How Does The Emergency Budget Impact On You?
How Does The Emergency Budget Impact On You?
No new taxes for individuals were announced during the June 2020 Emergency Budget Speech. This means that for now there is no obvious impact on you unless you work for a failing SOE which will not be getting more bailout funding.
Borrowing More And Trying To Spend Less
Although the details change, most budgets are designed to determine how much money is going to come in (for consumers this is at the end of the month when they get paid) and how to spend that money on the various expenses and debts that you have. There is little difference between when the Government does their budget and when a consumer does theirs’ except for the amounts involved. Governments talk about income and expenditure in Billions of Rand. Overall, however, the concept is exactly the same.
‘There is little difference between when the Government does their budget and when a consumer does theirs’ except for the amounts involved’
At present, SA has a lot of debt. It takes a lot of tax money just to pay the interest portion of those debts nevermind the actual capital portion of these debts (which would reduce the amount owed).
There are also all sorts of things that SA residents need or want and expect Government to provide for them. At the moment, a lot of that is social aid and expanded spending on health services. It is no surprise then that the interim budget or Emergency Budget focused on these areas.
First Finance Minister Tito Mboweni spoke about how tax income is going to take a knock (because people are not earning and businesses are not doing well since they have been closed or without clients). So far they are seeing about R300 Billion less come in through taxes this year. This means less money than ever to spend and having to rely more on borrowed funds.
Though there may be changes to taxes next year there were none announced in the June budget speech.
Worst Economic Year Since 1930
It is predicted that the economy will shrink by 7% (or more). In fact, the situation is going to be the worst it has been in almost 100 years with job losses and business closures as a result of the lockdown and reduced consumer spending due to the Covid-19 pandemic.
The Minister then spoke about how SA is going to have to borrow more to cover added costs. In particular, they are going to borrow $7 billion to fight Covid-19. This means that there is more debt for the future and so higher interest portions that will have to be paid just to keep the debts stable and prevent a runaway debt situation.
Tito then explained that there is going to be a shift to spending less on most things. At the same time, the amount spent overall will be more than R2 Trillion (first time ever).
There was not a lot of detail on how this is going to happen exactly and some people have said the speech sounded more like a plea from the Minister to Government to please spend less and get on board with cutting costs wherever they can instead of carrying on as before.
New ‘Covid-19’ Spending
- An extra R21.5 Billion will be spent on Covid-19 related health matters and another R12.6 billion for “frontline” response efforts.
- An extra R25.5 billion is being added to the Social Development Department to provide Covid-19 related relief.
- It was announced that R100 Billion is going to be used to create jobs. This is key since so many people are already unemployed and even more will lose their jobs in the weeks ahead.
The Mandatory Bail Out
Would any budget speech be complete without a bailout for someone? Well, the tradition continues in part with R3 Billion that is going to be given to Land Bank – so that they have some money in the coffers to use for business (which will keep them in business). There was, however, no mention of saving SAA or Denel with yet another bailout.
Your Own Budget
If you have not already done so then please work out your own budget. Write down what money you will get in and then make a list of the existing debts you have and how much you must pay towards them. Then look at your monthly running costs. Check if you can pay for and save towards all the things you need.
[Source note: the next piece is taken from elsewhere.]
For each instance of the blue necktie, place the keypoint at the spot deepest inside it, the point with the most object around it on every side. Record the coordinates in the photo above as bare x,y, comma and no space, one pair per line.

‘you should talk to a Debt Counsellor about how you can use the National Credit Act and debt counselling to reduce what you have to spend on your debts each month’
If you find the figures don’t balance then you need to make cuts. If that doesn’t look realistic then you should talk to a Debt Counsellor about how you can use the National Credit Act and debt counselling to reduce what you have to spend on your debts each month. This can make all the difference and help you and your family to cope with the though times ahead.